Buy-side users get access to Eikon’s pre-trade content and functionality through the Redi EMS.

Concept image of integration
The ongoing integration process aims at helping buy-side users take advantage of features that were previously available in Eikon.

In June this year, Thomson Reuters initiated the integration process of the Redi buy-side execution management system (EMS) that it acquired in January. The first stage was to equip Redi users with the Eikon Messenger, allowing asset managers to join a community of more than 30,000 sell-side participants. 

From that point onwards, the data vendor continued the integration process by adding more functionality and content to the Redi EMS. The conclusion of this second stage is going to give Redi users not only the benefit of Eikon messenger, but also a number of other pre-trade applications, analysis and content relevant to shaping trading decisions. 

Michael Chin, global head of trading at Thomson Reuters, says that the buy side can access content with indications of interest and advertised trades via the firm’s large broker community. “With this information, we help them when and where to direct their orders so that they achieve best execution,” he says. 

Chin adds that there are two significant milestones with the completion of this stage. “First, we have migrated all the real-time and referential data that Redi users consume to the EMS,” he says. “Users who trade on Redi and use Eikon are using the same real-time and referential data, which gives them consistency across the pre-trade end and the trading components of their workflow.” 

Second, the integration allows for data entitlements and permissioning to take place on both platforms.
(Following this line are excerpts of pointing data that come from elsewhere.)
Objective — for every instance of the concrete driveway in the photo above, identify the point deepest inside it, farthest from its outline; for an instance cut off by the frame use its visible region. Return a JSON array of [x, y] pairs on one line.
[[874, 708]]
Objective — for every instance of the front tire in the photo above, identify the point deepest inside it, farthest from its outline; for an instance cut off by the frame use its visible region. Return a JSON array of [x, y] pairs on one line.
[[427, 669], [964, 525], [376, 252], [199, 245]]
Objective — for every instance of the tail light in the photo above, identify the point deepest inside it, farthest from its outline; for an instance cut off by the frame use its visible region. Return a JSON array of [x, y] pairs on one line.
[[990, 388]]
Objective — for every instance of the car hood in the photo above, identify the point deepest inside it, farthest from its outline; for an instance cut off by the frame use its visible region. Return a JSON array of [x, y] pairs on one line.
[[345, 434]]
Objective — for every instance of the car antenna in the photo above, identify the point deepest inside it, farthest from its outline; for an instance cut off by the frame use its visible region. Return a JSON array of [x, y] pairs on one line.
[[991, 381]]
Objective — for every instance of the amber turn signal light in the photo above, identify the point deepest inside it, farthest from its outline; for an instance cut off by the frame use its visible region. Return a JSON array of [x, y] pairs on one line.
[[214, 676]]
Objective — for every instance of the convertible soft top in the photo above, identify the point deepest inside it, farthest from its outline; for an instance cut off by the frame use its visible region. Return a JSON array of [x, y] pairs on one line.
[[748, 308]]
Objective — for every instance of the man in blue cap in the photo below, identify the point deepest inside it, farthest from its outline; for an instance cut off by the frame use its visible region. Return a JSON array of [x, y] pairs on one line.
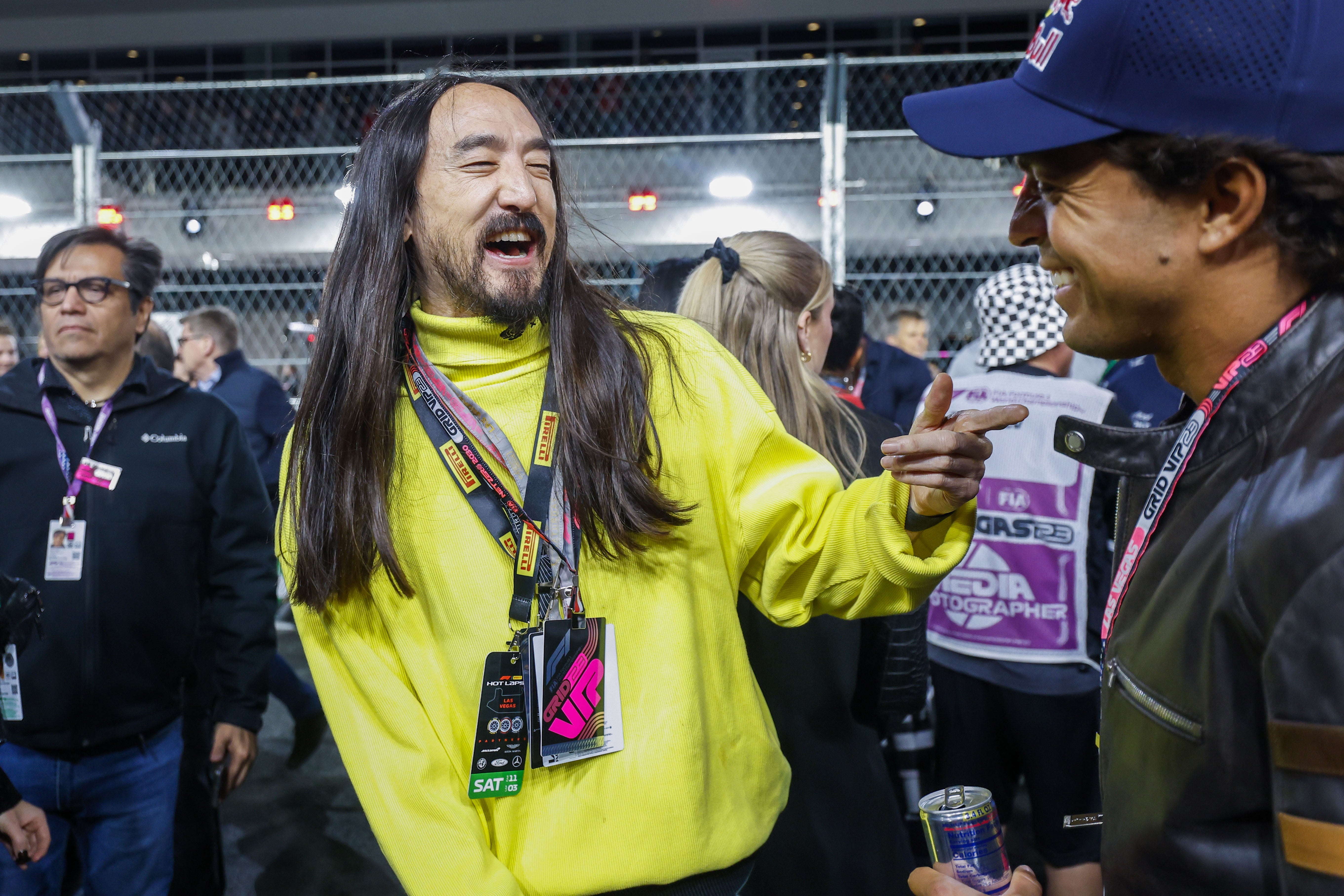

By consuming data from the same source, traders get the benefit of paying exchange feeds for market data once, rather than multiple times. “This has a significant impact on lowering their cost of ownership,” Chin says. 

As the integration process unfolds, Thomson Reuters is planning to add more functionality itself, as well as partner with third-party vendors in the future. 

“There’s just more and more of these capabilities that will be delivered to the traders so that they have tools and fill any of the gaps that they have in their workflow,” Chin says. “For example, we continue to grow our partnerships with order management systems and portfolio management systems; as more and more of these platforms become integrated into our open platform, the clients benefit from having this capability.”